A Florida man is in custody in connection with the deaths of a 19-year-old activist in the movement for racial equality and a 75-year-old woman.
Police said Oluwatoyin Salau contacted them June 6 to report a possible sexual battery that happened the previous evening, and she was soon reported missing by her family.
“TPD intensified its efforts to locate Salau,” the Tallahassee Police Department said in a news release posted on Facebook. “Outreach was initiated to her known associates and victim advocate groups to which she had been referred. Additionally, officers checked locations she and others without permanent residences frequented. A missing person flier was widely disseminated, garnering national attention. A team of more than a dozen TPD investigators worked tirelessly to find Salau.”
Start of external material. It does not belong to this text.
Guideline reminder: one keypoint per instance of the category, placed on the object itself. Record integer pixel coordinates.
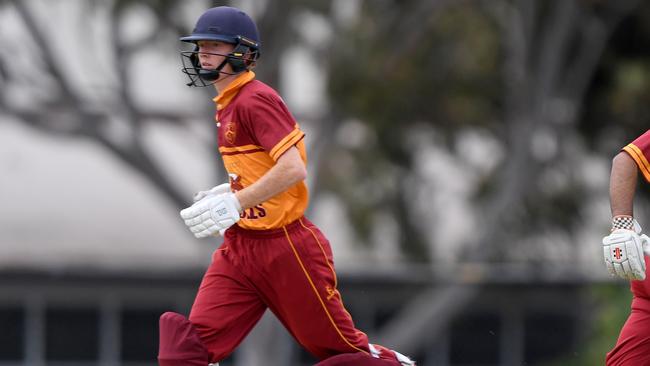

Police said a second woman, Victoria Sims, was also reported missing by her family.
Investigators said her home had been burglarized and ransacked, and her vehicle was missing.
They said they received information that led them to a home on Monday Road, where they discovered the bodies of both women.
Police said Aaron Glee Jr., 49, who lived at the home, fled to Orlando on a bus. He was booked into the Orange County Jail early Sunday on murder and kidnapping charges.
Investigators said they do not believe the original battery Salau reported is related to her death.
“The information and description Salau provided to police and posted on social media prior to her disappearance does not match the person ultimately found to be responsible for her murder,” police said in a release.
The hashtag #JusticeforToyin spread across social media Monday following the news of her death and tweets from Salau that indicated she had been sexually assaulted prior to her death.
The agency released the following statement about the women:
“Each woman was passionate about improving the lives of others. With Salau protesting for justice and policy change with Movement 850 and Sims serving the elderly with AARP, TPD is committed to upholding the legacies of their service on behalf of others by bringing the person responsible for their murders to justice.”